This is called an “orthonormal basis” - the trick is starting with an orthonormal basis for the plane - in this case \(u\) and \(v\) - and extending it to the whole space. If you have such a thing, then the projection map is easy to construct: you just take dot products against \(u\) and \(v\): \(Px := \langle x,u \rangle u + \langle x,v \rangle v\). This lies in the plane because it is a linear combination of \(u\) and \(v\), and \(x - Px = \langle x,w \rangle w\) which is orthogonal to the plane. So the question is: “how do we come up with an orthonormal basis for a plane and extend it to the whole space?”. The answer is called the “Gram-Schmidt algorithm”, and it works like this:

Start with ANY basis \(b_1\), \(b_2\), \(b_3\) such that \(b_1\) and \(b_2\) are in the plane (just by solving the equation \(Ax = 0\)). Then iteratively build it up into an orthonormal basis by projecting:

\[ \begin{aligned} u &= \frac{b1}{|b1|} \\ v &= b2 - proj(b2 -> u) = b2 - \langle b2, u \rangle u \\ v &= \frac{v}{|v|} \\ w &= b3 - proj(b3 -> u, v) = \dots \\ w &= \frac{w}{|w|} \\ \end{aligned} \]

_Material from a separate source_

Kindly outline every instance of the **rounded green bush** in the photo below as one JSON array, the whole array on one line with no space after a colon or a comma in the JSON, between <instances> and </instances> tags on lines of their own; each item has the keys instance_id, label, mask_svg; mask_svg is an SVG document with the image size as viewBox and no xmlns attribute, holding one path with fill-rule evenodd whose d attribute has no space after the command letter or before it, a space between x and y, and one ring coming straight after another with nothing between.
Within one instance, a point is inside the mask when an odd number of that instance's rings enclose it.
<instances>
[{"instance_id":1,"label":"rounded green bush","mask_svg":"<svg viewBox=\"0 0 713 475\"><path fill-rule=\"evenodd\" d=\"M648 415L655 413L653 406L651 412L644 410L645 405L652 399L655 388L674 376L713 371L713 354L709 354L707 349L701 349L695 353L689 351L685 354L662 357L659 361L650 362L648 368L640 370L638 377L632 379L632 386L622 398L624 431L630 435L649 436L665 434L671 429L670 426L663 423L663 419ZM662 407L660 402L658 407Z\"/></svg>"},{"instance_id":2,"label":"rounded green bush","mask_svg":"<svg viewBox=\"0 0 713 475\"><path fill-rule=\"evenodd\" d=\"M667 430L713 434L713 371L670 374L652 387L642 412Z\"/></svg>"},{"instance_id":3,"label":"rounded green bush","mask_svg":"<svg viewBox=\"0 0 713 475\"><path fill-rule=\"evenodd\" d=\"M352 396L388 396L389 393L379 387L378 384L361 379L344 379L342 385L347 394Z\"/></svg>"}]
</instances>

Now obviously I didn’t compute all that stuff in my solution, and the reason is that the other part of my training taught me that it is more numerically efficient to encode all of this algebra into matrix factorizations. So i went back and googled “which matrix factorizations use the gram-schmidt algorithm” and then pieced together the rest. Thank you for attending my ted talk.

I should try to implement this at some point.